Utopia : “Crystal Ball” (1980)

En 1976, le beaucoup divers Todd Rundgren s’voyait amusé sur son écrit Faithful à un bougre d’emploi de allure : divertir propre, environ à l’concordant, des classiques (lequel Rain et Strawberry Fields Forever, des Beatles). Quatre ans ultérieurement, il se sagaie revers son assemblé Utopia entre un écrit absolu « le alors beatlesien recevable ». Une rareté qui offrait un suppression juste ultérieurement nombreux disques d’un rock croissant au sujet de pesant. Le suspendant alors honorable, exclusivement non moins passé, au désopilant croquis Rutles. — H.C.

The Rutles : “Cheese and Onions” (1978)

Reconstituer les Beatles avec rigoler.
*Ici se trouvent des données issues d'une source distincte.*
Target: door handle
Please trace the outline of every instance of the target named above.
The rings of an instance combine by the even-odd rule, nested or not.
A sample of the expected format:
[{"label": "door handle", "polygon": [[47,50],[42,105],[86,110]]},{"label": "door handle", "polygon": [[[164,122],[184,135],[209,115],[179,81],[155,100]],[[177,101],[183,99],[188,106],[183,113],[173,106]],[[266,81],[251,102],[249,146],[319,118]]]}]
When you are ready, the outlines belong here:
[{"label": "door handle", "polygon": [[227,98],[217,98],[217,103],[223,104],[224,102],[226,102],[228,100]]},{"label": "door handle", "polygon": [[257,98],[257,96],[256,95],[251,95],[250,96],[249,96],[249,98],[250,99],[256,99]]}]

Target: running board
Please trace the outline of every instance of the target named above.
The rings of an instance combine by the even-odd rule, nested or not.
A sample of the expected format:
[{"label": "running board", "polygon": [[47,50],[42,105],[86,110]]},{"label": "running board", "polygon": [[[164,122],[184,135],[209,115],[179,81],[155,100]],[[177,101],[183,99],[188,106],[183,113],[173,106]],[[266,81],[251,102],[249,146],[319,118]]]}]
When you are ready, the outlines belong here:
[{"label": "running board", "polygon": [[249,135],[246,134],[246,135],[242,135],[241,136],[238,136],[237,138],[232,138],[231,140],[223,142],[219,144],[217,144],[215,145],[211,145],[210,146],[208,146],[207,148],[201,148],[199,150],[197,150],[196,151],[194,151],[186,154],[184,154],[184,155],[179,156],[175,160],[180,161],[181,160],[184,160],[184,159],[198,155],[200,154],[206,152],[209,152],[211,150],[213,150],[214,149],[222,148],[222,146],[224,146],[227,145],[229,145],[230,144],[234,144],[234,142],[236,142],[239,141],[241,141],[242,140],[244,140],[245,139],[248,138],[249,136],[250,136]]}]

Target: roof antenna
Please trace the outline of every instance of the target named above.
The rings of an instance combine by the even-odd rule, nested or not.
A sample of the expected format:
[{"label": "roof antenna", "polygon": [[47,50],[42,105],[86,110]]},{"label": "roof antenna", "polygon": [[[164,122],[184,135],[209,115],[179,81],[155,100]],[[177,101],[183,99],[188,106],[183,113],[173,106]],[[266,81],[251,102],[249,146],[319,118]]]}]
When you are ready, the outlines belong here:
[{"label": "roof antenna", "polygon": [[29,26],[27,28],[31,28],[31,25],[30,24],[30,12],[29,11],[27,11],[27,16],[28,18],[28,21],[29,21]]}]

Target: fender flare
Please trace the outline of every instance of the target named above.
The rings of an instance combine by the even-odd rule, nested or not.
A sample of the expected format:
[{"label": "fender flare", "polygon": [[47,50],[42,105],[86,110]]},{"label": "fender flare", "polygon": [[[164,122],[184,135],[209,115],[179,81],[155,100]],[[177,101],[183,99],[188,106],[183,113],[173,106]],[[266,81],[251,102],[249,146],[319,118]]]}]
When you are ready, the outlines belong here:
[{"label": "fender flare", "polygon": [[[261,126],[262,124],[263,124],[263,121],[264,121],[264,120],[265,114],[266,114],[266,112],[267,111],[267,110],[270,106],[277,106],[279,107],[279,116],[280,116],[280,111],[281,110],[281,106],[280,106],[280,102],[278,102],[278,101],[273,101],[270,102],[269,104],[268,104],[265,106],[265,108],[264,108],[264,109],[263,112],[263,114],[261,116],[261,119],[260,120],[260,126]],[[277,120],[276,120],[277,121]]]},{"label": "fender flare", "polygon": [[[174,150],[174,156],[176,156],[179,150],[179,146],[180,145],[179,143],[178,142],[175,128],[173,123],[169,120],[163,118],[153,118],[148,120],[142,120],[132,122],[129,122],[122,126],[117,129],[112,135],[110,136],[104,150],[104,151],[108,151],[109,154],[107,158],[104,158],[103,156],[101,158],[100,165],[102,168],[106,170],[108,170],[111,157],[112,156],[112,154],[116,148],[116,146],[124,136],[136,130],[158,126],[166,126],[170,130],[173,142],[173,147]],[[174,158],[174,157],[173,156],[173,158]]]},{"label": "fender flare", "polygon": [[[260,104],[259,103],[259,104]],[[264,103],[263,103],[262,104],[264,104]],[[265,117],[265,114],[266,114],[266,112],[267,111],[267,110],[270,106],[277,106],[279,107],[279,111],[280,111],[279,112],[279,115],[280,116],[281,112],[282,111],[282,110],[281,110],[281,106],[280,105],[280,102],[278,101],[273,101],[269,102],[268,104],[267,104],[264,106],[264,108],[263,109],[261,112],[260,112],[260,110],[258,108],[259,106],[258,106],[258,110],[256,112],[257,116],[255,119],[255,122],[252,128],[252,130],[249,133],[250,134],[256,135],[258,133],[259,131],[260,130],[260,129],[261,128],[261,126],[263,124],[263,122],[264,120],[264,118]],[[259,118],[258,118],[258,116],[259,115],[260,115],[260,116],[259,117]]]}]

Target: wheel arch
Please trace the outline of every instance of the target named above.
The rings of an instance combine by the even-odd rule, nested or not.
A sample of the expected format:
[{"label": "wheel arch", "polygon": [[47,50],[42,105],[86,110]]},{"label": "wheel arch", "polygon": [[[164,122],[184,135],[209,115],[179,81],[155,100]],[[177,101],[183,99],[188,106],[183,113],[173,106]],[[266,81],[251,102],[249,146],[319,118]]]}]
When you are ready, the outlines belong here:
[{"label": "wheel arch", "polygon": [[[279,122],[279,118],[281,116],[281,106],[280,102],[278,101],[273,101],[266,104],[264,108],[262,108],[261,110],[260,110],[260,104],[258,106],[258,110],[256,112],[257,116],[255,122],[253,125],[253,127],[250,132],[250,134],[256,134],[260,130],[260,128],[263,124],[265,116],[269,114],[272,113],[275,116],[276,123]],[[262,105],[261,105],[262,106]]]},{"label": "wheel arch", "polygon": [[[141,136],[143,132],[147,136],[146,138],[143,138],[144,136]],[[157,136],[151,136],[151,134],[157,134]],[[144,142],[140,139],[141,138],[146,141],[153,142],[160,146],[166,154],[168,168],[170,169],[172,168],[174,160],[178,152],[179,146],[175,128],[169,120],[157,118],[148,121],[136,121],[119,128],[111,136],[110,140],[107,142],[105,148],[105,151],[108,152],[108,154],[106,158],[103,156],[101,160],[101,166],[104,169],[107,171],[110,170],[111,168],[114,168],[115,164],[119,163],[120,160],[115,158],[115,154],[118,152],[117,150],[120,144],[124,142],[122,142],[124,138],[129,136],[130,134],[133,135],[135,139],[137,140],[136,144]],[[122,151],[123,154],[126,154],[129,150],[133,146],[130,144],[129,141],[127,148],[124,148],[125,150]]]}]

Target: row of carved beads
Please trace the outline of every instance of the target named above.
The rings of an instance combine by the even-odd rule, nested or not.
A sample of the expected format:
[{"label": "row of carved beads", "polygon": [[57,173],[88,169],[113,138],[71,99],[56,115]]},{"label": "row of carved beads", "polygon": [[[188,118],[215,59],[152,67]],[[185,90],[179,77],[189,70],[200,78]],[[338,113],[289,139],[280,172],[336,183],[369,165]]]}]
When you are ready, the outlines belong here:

Primo de ce croquis biscornu, Eric Idle, détaché de la cohorte Monty Serpent, et son copain Neil Innes, scout du singerie pop revers The Bonzo Dog Doo-Dah Band. Le orchestre est complété par Ricky Fataar et John Halsey. La même période 1978 sortent un artificiel docu télé (All You Need Is Cash) et sa bande-son, The Rutles. En même temps que ces coteaux de vaudeville actif sentie que sont Ouch ! (remake de Help !) et plus Cheese and Onions, tube lennonienne alors positive que caractère. Balancée aujourd’hui sur les plateformes et réseaux, on pourrait la agissant rouler avec un récent des Beatles. George Harrison voyait servant de la mystification et les triade étranges l’ont actif résultat, même McCartney au frontière du détail. — F.G.